İsmail Kebapçısı’nın etrafındaki sokaklar lahmacuncu kaynar aslında. Peki İsmail Bey’in lahmacunu neden en lezzetlisi? Bu soruyu bir gün kendisine sorduğumuzda, gözleri ışıl ışıl parlayarak “Ben hep pozitif düşünürüm!” demişti. Lahmacunu hakkında ‘pozitif’ düşüncelere sahip grubun kalabalık olduğu aşikar: Restoranın gerçek müşteri kitlesi, ne yedikleri-ve karşılığında ne ödedikleri-konusunda oldukça seçici olan bölge esnafı. Öğle saatlerinde İsmail Bey, motorcu çocuğun müşterilere götürdüğü, üzerinde dumanı tüterken paketlenen lahmacunları zar zor yetiştiriyor.

HER GÜN 500 ADET
Arnavutköy’ün şaşaasından uzak bir sokak arasına gizlenmiş bu ufacık kebapçının üç-beş masalı bir yemek salonu ve oldukça revaçta bir eve sipariş servisi var. Ocak başındaki yorgun adam İbrahim Usta, küreğinden her gün en az 500 lahmacun geçtiğini söylüyor. Fıstık’ın mönüsünde Adana, Urfa ve tavuk şiş gibi kebap çeşitleri de var ama asıl keramet lahmacunda. Yanında bir de bardak soğuk şalgam suyuyla mideye indirilmesi farz olan ‘Fıstık’ lahmacun, öğle yemeğinden akşam yemeğine ya da akşam yemeğinden kahvaltıya geçiş için ideal ara öğün. Ne de olsa İbrahim Usta’nın fırını gece yarısına kadar yanıyor.

EN İYİ İKİ:
BORSAM TAŞ FIRIN LAHMACUN VE HALİL LAHMACUN

İstanbul’un en iyi lahmacuncusunu seçmeye karar verdiğimizde yolumuzun Anadolu yakasına düşeceğini doğrusu hiç tahmin etmezdik. Gelin görün ki yediğimiz en lezzetli iki lahmacunu da Kadıköy’de, birbirine yürüyüş mesafesinde iki dükkanda tattık.

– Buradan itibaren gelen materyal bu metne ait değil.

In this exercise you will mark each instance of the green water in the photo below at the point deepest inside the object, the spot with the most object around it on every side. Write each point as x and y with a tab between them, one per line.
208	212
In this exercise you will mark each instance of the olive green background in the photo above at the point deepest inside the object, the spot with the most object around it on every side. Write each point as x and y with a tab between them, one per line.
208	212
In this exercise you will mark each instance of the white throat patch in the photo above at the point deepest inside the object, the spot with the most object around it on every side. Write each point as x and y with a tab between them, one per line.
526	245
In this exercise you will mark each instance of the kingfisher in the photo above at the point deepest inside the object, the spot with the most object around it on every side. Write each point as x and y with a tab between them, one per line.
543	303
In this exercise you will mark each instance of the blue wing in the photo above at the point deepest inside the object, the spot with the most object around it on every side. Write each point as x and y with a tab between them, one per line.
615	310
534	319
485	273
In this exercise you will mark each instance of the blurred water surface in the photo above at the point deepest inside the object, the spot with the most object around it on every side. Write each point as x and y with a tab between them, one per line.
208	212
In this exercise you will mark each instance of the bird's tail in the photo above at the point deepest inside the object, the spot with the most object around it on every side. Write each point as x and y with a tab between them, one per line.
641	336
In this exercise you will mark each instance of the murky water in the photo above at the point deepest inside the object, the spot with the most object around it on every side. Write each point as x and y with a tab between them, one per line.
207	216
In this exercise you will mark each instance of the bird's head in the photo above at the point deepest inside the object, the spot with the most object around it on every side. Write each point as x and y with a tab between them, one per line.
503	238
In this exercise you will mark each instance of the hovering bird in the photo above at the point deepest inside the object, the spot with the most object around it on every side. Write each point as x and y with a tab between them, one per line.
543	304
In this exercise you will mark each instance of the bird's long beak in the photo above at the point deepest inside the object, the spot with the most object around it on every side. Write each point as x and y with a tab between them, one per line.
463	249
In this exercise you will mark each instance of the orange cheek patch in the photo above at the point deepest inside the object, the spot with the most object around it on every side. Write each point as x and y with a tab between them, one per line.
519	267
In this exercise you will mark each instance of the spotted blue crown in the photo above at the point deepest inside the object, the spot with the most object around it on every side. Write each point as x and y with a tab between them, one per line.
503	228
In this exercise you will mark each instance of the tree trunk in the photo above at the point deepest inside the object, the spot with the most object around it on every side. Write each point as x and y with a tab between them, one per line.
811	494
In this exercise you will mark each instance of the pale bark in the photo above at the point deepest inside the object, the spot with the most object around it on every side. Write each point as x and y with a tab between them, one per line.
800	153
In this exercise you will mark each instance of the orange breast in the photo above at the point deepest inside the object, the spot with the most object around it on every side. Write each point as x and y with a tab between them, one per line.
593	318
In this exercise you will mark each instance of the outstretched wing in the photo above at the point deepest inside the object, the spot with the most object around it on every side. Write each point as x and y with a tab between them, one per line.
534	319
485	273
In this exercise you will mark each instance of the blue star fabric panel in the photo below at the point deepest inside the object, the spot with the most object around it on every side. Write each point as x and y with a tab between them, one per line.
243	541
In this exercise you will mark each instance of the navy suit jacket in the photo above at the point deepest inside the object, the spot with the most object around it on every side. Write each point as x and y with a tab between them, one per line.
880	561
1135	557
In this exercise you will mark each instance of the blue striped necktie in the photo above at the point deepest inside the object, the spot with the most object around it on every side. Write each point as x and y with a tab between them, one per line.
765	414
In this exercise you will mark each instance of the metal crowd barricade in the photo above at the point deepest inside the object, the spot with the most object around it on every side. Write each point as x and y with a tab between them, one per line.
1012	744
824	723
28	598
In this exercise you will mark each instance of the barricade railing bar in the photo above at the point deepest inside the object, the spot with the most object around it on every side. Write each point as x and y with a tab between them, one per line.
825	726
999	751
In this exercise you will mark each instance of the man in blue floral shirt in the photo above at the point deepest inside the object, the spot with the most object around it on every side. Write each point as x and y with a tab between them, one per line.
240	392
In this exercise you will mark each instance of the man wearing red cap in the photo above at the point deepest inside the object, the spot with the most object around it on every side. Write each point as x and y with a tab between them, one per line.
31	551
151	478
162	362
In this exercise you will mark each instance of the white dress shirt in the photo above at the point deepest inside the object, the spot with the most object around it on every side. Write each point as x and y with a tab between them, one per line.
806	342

İlk durağımız Halil Lahmacun. Urfa doğumlu Halil Dörtok, İstanbul’da 28 sene terzilik yaptıktan sonra, 1980’de Kadıköy Çarşı içinde mütevazı bir dükkanda sadece lahmacun ve peynirli pide yapan bir yer açıyor. Terzilikten gelme bir titizlikle çalışan Halil Usta, yağsız dana kıyması ve kaliteli malzemeyle fark yaratıyor, ünü kısa sürede yayılıyor. Halil Usta’nın vefatından sonra oğlu Fuat geçiyor odun fırınının başına. Bir çarşamba öğle vakti dolup taşan mekana bakılırsa, kimse durumdan şikayetçi değil. Şikayet ne kelime? Aldığımız notlarda ‘çıtır’ kelimesinin altı çizilmiş, bir de ‘muhteşem’in. Bu lahmacunun kıyması gerçekten çok hafif. İlk lokmamızda, limon ve maydanoza gerek bile kalmadan taze, körpe bir sebze lezzeti alıyoruz.

Sırada üç şubeli Borsam Lahmacun var. Aslında çok şubeli yerlere pek itibar etmeyiz, hele ki söz konusu lahmacun gibi ustanın eline bakan bir işse. Borsam’ın balık pazarındaki şubesinde çok lezzetli lahmacunlar yediğimizi hatırlıyoruz ama mükemmel lahmacunun peşinde istihbarat toplarken birkaç kişi Serasker Sokak’taki şubeyi tavsiye edince bunu efsanevi bir ustanın varlığına yorup yola koyuluyoruz.

Bir usta ve iki kalfa, gürül gürül yanan taş fırının başında. Dumanları tüterek çıkan lahmacun, yer yer esmerleşmiş, üstü de nar gibi kızarmış… Bon Appétit dergisinin kapağını süsleyecek kadar iştah açıcı görünüyor. İçine bir öbek maydanoz atıp sarıyor, paylaşmak için ikiye bölerken farkını anlıyoruz: Halil’in çıtır lahmacunu bölünürken neredeyse elimizde parçalanıyor. Oysa Borsam’ınki, önce şöyle bir çatırdıyor, sonraysa yumuşacık, sıcak malzemesi dumanlar çıkarak ikiye ayrılıyor. En alt tabakada ise gevrek hamuru yatıyor. Birkaç milim inceliğinde bir hamur, fırında pişerken nasıl da böyle üç ayrı karaktere bürünüyor? İşte gerçek bir lahmacunun büyüsü! Borsam, bizce İstanbul’un en iyi lahmacunu. Görevimiz sonlanmıştır!